What Color is Your Python async Library?

Since I've began to program, I've heard everywhere that synchronous, sequential programming is a way of the past. In a manycore future, we will need to write programs that execute in parallel. But aside from embarassingly parallel programs, this has always been considered to be too difficult to be worth it.

One of the first issues to deal with is that we often confuse parallelism, concurrency and multithreading. While concurrency enables parallelism, multithreading is only one way to attain concurrency. And programming with threads is very hard because of all the things that we must consider when using them.

What alternative models of concurrency do we have? While threads are general, there are other models that make different trade-offs. Indeed, most problems that need concurrency are IO-bound, not CPU-bound. When you're reading a file or making an HTTP request, your CPU stays idle most of the time. How can we take advantage of this?

The answer is asynchronous I/O. During that HTTP request, your program can continue doing something else. While the idea is old, it gained popularity recently. node.js, released in 2009, made this idea very popular. But it also made it easy to enter callback hell. In 2012, C# 5.0 introduced async/await to the world. It was a great step forward that was adopted in Python and JavaScript. async/await, in some sense, is just a way to let the compiler write the callbacks itself. (Read about continuation-passing style if you would like to learn more about this.) But it does makes writing asynchronous I/O much more approachable, and I would not consider writing asynchronous code without that feature.

Asynchronous I/O has attracted a lot of praise and criticism. One obvious "problem" is that we do not actually use more CPU cores, we're just using one more efficiently. Anyway, the best criticism came from Bob Nystrom who wrote a very influential post named What Color is Your Function? in which he explains that asynchronous programming forces us to divide the world in two. For every synchronous library that does I/O you now need an asynchronous library too. This happens in the node.js standard library, but also in the Python world where the community reimplements many libraries using asyncio, for example as part of the aio-libs project.

If the cost is so great, why continue to write asynchronous code? Throughput is not the (only) answer. After all, carefully written threaded code can also handle more than 10K concurrent connections, despite what some proponents of asynchronous I/O say. However, asynchronous programming makes it much easier to reason about concurrency for large programs with lots of users while still writing fast code. And this is a huge deal.

The many worlds

However, in Python, the situation is even worse than the theoretical two worlds. We have way more than two worlds.

First, there's synchronous code. The requests library was written with only synchronous support in mind, and there's a lot of work needed before async can happen. Among other things, Python 2 support has to be dropped, and it won't happen before a few years. It is possible to use a threadpool to simulate synchronous code in a asynchronous way, but it's only a measure of last resort.

Second, there's callback-based asynchronous programming. This style was made popular with node.js before promises started to gain traction. In Python, that's mostly Twisted, but also the callback-based part of asyncio, the standard library module. The two are mostly compatible, and in fact a project named txaio allows to write code that's compatibly between the two. Twisted is not going anywhere, mostly because it includes a lot of stuff that does not exist elsewhere yet. The main issue with the callback approach is that while it's an improvement over using threads, the code can very easily end up as spaghetti code that is very hard to follow.

Third, we have the async/await part of asyncio in the standard library. This syntax allows the code to be way more natural to read because it's close to sequential code and is much easier to reason about. It attracted a lot of mindshare because it was the standard approach, and this is what the ambitious aio-libs project supports. That includes aiohttp, but also aiomysql, aiopg, aioredis, and so on. Unfortunately, while using it is simple, asyncio itself is a complex beast with many concepts to understand. Starting with Python 3.6, asyncio is no longer included on a provisional basis and is now guaranteed to be stable. It will continue to be the first place newcomers come to. Not going away either.
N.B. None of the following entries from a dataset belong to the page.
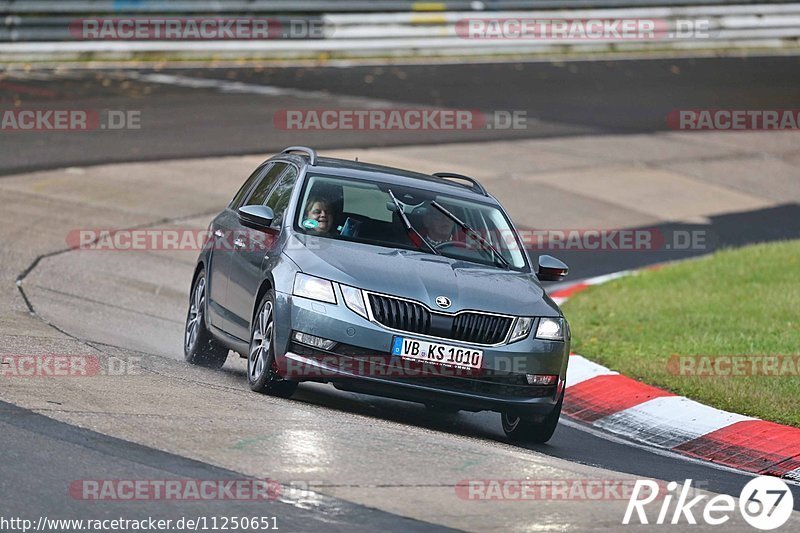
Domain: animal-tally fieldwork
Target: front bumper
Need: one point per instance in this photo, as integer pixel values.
(361, 362)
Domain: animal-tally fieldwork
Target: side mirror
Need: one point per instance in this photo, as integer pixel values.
(551, 269)
(258, 217)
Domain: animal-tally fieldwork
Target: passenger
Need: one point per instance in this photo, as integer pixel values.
(319, 215)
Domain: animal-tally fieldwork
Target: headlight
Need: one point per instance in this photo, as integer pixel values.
(354, 300)
(313, 288)
(521, 328)
(551, 329)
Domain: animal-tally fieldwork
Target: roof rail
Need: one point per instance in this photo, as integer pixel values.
(310, 152)
(474, 184)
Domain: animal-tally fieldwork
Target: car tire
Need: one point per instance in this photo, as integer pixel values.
(522, 430)
(262, 369)
(199, 346)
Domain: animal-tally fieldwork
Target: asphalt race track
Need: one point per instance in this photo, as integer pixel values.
(235, 116)
(228, 113)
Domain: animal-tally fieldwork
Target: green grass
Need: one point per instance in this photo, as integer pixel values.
(735, 302)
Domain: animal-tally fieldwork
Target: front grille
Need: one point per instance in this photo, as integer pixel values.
(401, 314)
(472, 327)
(480, 328)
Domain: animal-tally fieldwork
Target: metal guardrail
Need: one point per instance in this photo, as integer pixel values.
(25, 7)
(388, 27)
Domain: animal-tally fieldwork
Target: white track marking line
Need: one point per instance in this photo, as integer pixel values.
(581, 369)
(568, 422)
(668, 421)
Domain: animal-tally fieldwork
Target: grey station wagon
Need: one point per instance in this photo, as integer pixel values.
(381, 281)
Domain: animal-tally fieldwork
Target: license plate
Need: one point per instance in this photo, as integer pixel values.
(437, 353)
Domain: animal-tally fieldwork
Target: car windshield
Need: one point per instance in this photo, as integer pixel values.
(364, 211)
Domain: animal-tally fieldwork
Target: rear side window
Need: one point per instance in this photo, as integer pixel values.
(279, 199)
(237, 201)
(261, 191)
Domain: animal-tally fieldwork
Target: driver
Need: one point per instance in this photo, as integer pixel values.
(319, 215)
(437, 228)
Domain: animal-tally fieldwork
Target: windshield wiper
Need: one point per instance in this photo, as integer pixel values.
(413, 235)
(496, 255)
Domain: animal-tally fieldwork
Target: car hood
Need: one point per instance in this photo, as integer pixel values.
(422, 276)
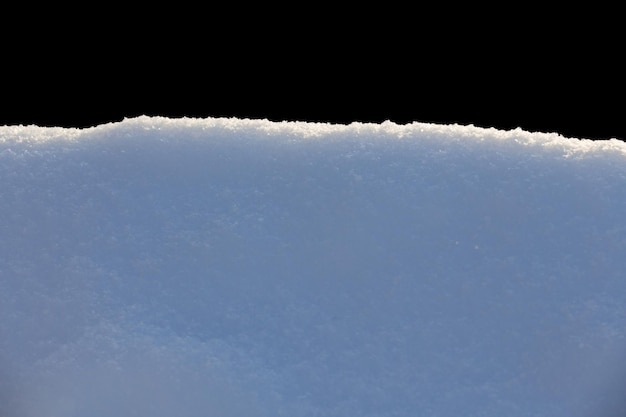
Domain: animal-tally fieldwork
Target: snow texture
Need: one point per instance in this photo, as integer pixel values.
(227, 267)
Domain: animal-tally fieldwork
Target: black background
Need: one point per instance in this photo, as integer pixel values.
(372, 66)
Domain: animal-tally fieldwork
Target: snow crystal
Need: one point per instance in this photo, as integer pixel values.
(237, 267)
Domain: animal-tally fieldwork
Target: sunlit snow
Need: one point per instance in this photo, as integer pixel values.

Fourth, we have curio. It reuses the syntax introduced with asyncio. After all, in Python async/await is a protocol and asyncio is only a library, and nothing prevents building other libraries to continue to innovate in the space. Unlike asyncio, it does not try to support callbacks. Surprisingly, this allows curio users to write less code which is more correct. Unfortunately, curio is still small and does not have all the libraries offered by the options above.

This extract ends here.